Several Republicans, including Majority Leader Trent Lott, had urged McCain to wait for President-elect George W. Bush to settle into office before pushing the reform bill he has crafted with Sen. Russ Feingold, D-Wisconsin. The measure would regulate "soft-money" contributions -- unlimited donations to political parties that often are used on behalf of candidates.
As he has before, McCain faulted members of his own party for blocking votes on the legislation in the past.
"Republicans now know that we have to take up the issue," McCain said. "The question is not whether, but when. I think it can best be accomplished early. And by the way, how can we reform any other institutions of government -- whether it be education, the tax code or the military -- unless we reduce the influence of the special interests? We can't."
The maverick Republican made campaign finance reform his signature issue during his failed bid to win the GOP presidential nomination. He clashed bitterly with Bush during the primary season but later endorsed him for president.
McCain rejected the claim of one caller to the program that he was a sore loser.
"The sooner that we act, I think the better off we're going to be, and I hope to convince the president and Trent Lott of that," McCain said.
McCain described Bush as "committed to reform," but he criticized the president-elect's main objection to his bill -- that union members are not given a choice on whether their dues can be diverted to political candidates.

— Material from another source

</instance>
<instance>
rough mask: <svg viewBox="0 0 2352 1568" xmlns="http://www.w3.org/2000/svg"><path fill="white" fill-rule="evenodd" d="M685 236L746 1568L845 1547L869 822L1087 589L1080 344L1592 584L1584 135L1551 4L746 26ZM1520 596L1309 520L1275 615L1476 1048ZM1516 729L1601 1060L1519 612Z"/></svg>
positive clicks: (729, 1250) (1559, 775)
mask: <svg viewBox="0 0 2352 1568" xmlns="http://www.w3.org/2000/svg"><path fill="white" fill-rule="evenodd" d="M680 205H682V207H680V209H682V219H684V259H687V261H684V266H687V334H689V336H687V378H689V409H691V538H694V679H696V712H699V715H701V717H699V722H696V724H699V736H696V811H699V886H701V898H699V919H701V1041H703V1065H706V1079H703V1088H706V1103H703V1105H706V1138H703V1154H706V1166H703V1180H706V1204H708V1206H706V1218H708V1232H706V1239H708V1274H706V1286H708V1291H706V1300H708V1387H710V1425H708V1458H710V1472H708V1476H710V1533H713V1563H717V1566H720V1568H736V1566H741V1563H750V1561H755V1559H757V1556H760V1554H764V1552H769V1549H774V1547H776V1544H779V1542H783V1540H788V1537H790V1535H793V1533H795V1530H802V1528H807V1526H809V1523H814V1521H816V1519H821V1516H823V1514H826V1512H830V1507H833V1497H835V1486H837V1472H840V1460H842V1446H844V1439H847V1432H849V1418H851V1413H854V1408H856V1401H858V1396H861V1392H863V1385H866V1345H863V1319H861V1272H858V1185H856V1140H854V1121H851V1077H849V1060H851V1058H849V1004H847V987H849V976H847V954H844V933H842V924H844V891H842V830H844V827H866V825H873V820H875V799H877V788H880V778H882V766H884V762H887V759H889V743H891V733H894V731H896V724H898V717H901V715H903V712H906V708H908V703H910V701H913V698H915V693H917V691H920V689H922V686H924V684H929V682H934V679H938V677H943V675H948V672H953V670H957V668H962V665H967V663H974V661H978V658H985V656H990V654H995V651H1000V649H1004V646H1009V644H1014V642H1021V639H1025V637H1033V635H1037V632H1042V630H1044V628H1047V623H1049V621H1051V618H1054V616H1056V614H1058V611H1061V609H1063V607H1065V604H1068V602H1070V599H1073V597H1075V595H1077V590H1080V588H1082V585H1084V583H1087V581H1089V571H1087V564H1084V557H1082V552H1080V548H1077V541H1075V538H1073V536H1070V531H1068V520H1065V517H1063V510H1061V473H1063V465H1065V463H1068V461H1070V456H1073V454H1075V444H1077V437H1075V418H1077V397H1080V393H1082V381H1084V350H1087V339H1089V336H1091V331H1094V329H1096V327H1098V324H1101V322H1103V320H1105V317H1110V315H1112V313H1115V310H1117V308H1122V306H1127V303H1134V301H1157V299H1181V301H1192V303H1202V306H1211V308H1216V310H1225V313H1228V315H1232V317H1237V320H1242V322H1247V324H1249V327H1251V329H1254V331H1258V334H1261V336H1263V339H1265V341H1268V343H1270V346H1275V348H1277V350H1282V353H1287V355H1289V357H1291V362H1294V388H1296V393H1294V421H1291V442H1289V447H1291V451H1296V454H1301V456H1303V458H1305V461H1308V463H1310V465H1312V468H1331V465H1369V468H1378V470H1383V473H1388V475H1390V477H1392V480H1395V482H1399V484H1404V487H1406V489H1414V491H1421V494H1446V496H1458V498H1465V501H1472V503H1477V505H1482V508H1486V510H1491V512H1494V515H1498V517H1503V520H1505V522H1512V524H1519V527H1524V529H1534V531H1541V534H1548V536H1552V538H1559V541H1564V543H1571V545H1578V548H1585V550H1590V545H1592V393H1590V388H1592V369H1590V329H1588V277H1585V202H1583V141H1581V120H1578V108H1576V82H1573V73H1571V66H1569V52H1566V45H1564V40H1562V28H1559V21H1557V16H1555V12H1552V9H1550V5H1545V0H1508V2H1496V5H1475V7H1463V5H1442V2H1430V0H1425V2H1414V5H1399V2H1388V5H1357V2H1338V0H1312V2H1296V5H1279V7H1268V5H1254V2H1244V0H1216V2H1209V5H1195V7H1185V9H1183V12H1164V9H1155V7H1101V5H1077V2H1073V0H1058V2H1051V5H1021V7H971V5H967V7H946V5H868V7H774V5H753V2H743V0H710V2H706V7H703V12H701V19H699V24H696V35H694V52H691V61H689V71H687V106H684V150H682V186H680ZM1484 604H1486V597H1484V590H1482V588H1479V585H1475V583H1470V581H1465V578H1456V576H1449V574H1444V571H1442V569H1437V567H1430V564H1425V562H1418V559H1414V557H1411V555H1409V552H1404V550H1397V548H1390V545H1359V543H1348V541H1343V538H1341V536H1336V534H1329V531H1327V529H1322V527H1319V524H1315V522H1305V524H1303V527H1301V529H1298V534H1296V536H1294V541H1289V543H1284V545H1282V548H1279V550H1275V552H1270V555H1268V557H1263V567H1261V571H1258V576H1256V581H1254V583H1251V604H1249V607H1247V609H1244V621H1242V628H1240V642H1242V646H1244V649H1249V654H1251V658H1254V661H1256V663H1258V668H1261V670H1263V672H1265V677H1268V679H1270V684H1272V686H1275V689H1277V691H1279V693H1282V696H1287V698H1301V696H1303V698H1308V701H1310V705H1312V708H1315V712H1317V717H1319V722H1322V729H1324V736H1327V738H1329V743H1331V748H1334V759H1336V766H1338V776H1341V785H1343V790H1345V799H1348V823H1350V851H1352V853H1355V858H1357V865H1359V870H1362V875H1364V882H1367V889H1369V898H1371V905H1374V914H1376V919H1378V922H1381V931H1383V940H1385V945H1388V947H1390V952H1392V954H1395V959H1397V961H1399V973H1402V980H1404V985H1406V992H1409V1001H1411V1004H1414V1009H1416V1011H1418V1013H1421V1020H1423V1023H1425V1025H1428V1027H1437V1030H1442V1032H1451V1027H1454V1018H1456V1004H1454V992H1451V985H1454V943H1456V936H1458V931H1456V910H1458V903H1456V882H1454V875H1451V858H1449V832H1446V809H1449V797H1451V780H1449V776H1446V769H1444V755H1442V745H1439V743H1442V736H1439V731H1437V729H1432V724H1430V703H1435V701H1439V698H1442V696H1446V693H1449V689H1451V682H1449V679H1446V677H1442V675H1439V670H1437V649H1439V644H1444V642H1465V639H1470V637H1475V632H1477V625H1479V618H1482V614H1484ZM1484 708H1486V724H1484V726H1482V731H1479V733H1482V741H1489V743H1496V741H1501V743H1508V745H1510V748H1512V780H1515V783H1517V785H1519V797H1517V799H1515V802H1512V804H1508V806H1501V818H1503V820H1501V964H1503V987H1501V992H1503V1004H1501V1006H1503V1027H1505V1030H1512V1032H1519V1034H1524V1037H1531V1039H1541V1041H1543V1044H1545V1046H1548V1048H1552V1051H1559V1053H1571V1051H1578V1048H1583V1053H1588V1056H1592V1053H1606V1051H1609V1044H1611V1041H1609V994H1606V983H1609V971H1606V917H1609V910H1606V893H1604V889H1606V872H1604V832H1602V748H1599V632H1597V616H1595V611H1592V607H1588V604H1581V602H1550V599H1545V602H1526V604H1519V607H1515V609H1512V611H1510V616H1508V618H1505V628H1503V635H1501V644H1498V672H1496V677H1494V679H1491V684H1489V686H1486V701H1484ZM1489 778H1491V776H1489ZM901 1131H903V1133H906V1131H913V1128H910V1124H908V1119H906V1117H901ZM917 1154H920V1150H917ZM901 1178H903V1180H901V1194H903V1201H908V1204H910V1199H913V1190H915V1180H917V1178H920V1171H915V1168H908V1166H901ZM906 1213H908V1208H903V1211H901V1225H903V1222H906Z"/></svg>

Bush has called for so-called paycheck protection to accomplish that goal.
"It's a straw man to the degree that it is the soft money -- the unregulated, unreported donations in huge amounts of money -- that would be stopped by our legislation, and that would affect labor unions, trial lawyers, corporations, all kinds of other interest groups and big money that is now coming into Washington," McCain said. "All of us know, who work in Washington, that the big-money special interests are sitting in the front row with megaphones, and the average American is sitting in the back whispering. And that's why we're gridlocked."
Speaking on ABC's "This Week," Sen. Don Nickles, R-Oklahoma, a member of the GOP leadership, predicted that McCain and Lott would agree on a schedule for the bill and "dispose of it fairly this year."